Grethe Sørensen, “Passing By 1”, 2011.
Paris Art + Design (PAD) assembled a motley mix of artists, curators, and designers into its makeshift exhibition hall at Les Jardins De Tuileries, where a host of exhibitors unveiled the latest collections from a number of rising stars and head turners in the art and design world. This year’s event focused on a number of themes, with galleries enamored of artists who work with organic media to weave a natural sense of storytelling into their collection. This round, Galerie Maria Wettergren was especially notable for the tapestry of Scandinavian artists and designers that filled its space with innovative furniture, rugs, paintings, video collages and sculptures.
Ilkka Suppanen, “Porcupine”, 2014.
“We work with a number of artists from Denmark, Norway, Sweden, etc., so here you’ll get a unique take on design and art,” says gallery assistant Agnes Fouré, beaming at a remarkable limited edition 3-D printed lamp by Ilkka Suppanen called Porcupine. The lamp features 1500 spike-like LED lights, and comes in variations of copper, wood and resin.

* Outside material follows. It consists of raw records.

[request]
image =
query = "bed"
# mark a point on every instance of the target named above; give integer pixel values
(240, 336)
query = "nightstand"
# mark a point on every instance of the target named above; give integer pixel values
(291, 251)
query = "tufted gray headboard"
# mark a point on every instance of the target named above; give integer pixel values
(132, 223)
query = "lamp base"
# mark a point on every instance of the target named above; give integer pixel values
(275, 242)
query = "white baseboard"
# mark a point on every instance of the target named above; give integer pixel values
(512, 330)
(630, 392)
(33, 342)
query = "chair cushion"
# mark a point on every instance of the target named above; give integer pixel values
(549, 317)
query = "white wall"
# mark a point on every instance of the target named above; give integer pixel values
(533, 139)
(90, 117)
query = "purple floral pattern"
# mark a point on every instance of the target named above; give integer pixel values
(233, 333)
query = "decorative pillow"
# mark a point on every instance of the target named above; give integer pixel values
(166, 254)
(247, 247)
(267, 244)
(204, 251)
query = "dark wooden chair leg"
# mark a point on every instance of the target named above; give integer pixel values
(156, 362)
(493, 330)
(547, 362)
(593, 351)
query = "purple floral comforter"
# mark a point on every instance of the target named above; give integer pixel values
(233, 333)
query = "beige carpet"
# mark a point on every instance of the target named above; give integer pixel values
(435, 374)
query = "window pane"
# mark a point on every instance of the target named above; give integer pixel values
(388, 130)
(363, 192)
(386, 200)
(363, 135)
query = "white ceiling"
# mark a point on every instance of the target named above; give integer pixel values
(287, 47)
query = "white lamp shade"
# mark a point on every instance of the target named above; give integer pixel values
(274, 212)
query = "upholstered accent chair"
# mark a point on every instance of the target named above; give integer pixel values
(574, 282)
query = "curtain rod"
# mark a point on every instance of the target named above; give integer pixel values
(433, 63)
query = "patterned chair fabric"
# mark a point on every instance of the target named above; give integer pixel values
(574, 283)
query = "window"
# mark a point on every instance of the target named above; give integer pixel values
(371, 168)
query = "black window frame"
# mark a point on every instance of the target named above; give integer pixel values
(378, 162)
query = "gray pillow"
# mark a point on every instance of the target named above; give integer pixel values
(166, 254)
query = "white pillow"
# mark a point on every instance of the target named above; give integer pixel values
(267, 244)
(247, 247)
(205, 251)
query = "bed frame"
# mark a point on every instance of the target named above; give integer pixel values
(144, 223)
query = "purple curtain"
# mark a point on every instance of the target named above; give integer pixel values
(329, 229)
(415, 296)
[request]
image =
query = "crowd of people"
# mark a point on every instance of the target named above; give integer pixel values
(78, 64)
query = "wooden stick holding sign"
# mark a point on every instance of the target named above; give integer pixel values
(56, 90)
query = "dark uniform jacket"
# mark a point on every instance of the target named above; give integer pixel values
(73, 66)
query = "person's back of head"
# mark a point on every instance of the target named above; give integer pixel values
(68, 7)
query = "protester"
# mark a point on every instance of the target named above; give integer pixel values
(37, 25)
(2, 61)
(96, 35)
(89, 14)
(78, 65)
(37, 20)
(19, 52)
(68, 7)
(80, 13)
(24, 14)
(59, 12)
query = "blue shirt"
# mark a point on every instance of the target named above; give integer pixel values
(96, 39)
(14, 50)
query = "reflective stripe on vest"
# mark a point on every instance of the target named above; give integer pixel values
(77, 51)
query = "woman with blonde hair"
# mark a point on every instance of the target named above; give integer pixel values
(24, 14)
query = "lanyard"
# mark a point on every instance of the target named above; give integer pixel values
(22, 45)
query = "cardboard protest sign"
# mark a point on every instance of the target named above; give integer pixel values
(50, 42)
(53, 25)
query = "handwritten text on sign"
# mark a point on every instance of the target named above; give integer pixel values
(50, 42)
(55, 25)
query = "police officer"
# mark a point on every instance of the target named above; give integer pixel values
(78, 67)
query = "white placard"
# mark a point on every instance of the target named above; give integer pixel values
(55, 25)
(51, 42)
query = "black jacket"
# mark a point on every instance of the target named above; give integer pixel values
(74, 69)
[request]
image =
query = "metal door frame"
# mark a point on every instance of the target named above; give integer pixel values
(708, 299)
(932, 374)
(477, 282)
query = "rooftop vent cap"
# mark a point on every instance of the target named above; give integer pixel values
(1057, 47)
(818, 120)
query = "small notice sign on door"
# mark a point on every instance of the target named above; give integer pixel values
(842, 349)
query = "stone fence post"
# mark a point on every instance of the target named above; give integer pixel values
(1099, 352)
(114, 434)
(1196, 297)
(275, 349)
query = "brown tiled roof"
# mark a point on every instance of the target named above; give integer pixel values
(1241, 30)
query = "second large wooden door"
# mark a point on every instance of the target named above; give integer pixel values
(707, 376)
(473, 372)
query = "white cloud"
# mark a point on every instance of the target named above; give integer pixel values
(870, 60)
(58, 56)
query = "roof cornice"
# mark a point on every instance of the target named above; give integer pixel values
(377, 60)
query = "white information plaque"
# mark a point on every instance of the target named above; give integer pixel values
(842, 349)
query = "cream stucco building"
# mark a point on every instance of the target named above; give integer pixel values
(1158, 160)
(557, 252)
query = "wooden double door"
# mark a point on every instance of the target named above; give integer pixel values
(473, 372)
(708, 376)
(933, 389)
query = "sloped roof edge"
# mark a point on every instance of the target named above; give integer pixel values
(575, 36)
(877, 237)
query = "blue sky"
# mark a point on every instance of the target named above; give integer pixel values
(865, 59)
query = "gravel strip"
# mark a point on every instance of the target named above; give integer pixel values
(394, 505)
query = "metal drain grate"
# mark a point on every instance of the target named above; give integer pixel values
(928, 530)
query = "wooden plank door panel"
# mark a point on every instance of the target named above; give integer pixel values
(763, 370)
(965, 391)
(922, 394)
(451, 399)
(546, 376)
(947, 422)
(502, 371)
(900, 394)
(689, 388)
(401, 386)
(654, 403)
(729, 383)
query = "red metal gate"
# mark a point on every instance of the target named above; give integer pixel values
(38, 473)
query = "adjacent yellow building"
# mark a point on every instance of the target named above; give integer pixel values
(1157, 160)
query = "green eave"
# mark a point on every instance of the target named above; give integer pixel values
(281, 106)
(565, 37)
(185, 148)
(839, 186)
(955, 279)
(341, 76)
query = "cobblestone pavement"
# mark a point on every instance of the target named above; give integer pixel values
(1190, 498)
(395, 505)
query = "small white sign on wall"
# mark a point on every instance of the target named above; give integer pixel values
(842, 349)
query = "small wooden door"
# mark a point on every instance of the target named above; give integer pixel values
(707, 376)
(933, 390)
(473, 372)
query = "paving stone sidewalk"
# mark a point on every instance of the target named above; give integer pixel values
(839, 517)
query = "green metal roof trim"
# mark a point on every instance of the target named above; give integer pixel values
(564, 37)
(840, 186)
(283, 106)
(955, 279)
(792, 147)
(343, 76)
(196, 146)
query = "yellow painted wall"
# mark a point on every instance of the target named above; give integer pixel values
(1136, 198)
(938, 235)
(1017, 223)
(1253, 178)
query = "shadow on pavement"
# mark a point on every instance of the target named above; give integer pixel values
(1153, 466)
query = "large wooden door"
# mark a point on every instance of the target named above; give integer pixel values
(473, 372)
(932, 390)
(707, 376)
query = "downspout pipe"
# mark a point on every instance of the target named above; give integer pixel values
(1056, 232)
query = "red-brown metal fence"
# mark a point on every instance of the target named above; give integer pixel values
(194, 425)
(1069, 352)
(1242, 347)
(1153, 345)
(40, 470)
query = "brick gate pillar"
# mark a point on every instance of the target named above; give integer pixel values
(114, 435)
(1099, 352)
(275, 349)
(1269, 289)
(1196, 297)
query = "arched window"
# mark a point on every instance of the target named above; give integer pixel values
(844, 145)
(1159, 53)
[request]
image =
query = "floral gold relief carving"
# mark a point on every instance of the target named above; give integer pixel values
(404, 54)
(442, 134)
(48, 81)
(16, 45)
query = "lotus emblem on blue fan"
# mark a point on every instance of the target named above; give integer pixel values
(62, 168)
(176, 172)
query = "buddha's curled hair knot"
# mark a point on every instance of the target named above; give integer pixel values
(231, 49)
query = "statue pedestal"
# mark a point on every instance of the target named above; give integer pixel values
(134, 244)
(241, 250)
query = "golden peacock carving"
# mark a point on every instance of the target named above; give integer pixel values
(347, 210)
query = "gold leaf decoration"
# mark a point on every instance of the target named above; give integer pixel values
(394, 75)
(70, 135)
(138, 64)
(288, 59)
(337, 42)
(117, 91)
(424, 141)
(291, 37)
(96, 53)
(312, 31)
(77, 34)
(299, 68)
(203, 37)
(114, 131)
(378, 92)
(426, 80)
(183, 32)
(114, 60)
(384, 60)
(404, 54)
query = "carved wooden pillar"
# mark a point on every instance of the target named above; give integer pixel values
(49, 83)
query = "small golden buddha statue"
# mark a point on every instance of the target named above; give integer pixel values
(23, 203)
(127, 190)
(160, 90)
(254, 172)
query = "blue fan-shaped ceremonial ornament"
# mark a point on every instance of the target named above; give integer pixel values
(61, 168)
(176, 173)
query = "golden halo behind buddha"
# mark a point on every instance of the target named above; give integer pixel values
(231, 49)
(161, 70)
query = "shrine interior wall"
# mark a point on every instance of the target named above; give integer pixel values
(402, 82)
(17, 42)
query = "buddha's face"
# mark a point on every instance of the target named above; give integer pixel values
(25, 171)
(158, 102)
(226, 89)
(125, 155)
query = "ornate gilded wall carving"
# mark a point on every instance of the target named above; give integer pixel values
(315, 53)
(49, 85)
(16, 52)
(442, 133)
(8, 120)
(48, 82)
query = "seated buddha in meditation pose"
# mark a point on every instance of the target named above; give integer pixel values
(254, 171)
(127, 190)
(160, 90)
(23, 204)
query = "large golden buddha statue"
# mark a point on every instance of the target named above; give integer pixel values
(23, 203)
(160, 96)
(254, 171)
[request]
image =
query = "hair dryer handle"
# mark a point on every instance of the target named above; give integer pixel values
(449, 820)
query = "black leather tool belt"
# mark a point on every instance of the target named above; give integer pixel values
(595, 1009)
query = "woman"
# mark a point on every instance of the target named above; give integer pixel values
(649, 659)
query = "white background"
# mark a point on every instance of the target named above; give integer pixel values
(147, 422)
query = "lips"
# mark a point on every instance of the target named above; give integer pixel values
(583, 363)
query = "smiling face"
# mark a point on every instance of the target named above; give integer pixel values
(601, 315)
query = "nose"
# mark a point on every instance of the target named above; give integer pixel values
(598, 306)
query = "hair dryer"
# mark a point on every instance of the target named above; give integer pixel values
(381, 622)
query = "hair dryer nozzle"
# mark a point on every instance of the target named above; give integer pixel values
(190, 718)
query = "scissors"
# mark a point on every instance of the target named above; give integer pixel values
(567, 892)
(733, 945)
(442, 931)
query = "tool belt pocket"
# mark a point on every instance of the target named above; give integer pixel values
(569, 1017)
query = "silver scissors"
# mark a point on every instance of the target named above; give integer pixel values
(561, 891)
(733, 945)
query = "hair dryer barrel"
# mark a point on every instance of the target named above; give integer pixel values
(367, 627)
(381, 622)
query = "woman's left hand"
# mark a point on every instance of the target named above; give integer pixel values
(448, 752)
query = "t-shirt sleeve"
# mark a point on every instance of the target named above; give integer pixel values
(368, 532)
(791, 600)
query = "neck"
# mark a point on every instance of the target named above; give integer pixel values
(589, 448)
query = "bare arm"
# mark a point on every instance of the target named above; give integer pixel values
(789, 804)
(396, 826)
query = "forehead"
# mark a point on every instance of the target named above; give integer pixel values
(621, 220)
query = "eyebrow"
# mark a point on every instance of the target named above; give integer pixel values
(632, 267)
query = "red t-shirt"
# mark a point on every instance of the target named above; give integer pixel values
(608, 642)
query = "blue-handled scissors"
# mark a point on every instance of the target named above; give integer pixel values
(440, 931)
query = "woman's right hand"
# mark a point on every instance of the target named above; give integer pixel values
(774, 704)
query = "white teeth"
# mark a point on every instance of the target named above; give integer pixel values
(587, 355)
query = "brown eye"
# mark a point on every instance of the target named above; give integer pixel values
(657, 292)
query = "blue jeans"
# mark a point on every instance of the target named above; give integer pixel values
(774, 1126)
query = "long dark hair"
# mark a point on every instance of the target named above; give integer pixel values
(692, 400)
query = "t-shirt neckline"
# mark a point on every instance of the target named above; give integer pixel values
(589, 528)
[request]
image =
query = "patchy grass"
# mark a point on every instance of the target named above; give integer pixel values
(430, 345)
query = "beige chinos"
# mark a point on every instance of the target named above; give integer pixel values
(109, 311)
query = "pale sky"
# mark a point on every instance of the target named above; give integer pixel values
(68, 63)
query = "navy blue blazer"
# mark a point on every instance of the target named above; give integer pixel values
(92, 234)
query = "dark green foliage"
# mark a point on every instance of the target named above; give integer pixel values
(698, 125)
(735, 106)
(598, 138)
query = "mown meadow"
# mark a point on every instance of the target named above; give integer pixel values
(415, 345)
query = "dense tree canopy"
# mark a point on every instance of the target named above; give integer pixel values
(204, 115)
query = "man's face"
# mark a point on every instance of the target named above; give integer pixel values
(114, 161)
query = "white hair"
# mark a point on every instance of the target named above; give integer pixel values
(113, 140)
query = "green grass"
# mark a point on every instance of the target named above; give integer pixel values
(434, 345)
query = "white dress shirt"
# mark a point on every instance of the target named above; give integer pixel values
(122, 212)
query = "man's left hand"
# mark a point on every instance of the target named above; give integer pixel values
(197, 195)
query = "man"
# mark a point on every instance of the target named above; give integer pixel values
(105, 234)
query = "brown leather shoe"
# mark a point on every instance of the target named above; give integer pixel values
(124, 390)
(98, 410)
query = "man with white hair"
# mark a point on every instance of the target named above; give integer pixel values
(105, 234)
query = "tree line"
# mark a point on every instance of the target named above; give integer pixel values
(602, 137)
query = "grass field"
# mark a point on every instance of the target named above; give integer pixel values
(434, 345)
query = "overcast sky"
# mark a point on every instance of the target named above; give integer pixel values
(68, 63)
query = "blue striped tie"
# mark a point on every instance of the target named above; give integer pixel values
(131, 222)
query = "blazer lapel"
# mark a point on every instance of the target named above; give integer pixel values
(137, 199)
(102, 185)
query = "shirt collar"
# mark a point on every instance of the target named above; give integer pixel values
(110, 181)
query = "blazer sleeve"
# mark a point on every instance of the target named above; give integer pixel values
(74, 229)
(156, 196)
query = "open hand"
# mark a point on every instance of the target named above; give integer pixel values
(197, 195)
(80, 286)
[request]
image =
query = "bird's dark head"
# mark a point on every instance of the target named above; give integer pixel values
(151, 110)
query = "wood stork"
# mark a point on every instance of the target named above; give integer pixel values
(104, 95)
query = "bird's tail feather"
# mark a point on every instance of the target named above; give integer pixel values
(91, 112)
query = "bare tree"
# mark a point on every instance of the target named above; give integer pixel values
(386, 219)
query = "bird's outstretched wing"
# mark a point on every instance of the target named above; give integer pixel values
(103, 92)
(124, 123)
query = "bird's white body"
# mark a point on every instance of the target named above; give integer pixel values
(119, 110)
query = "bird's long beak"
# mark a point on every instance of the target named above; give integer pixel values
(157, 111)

Grethe Sørensen, “Times Square In A Rush 4”, 2010.
Suppanen hails from Finland where he helms an award-winning design studio that curates projects ranging from jewelry and interior design to large scale architecture. “At its very least, design needs to create value by valuing our resources- human and material – and nurturing a culture where people are less likely to want to throw things away,” says Suppanen.
Fouré then draws our attention to a wall tapestry created by Grethe Sørensen. Sørensen’s “Times Square In A Rush” resembles an abstract painting, but is actually a select frame from a video still of Times Square, a Jacquard tapestry woven from cotton canvas. Sørensen, who hails from Denmark, honed her studies in Switzerland and France in the ‘70s before going on to cultivate her own unique style.
Whereas Sørensen excels at creating wonderful, fluid meshes of motion and color, Tora Urup delights in creating delicate, seemingly weightless hand-blown glass scultpures that comprise a collection of pieces with floating bowls centered inside a glass base.
Urup runs her own design company, working in both glass and ceramics. Much of her work has recently been exhibited in Paris, New York, Tokyo and London. The designer pulls from a palette of pastel colors to give dimension to the interiors of the glass, so what looks like stains in the sculpture are actually colored shadows cast by light. The result is an airy and indelible mix of modern decor and understated contemporary art.
Tora Urup, “Cylinder With Floating Magenta Bowl”, 2014.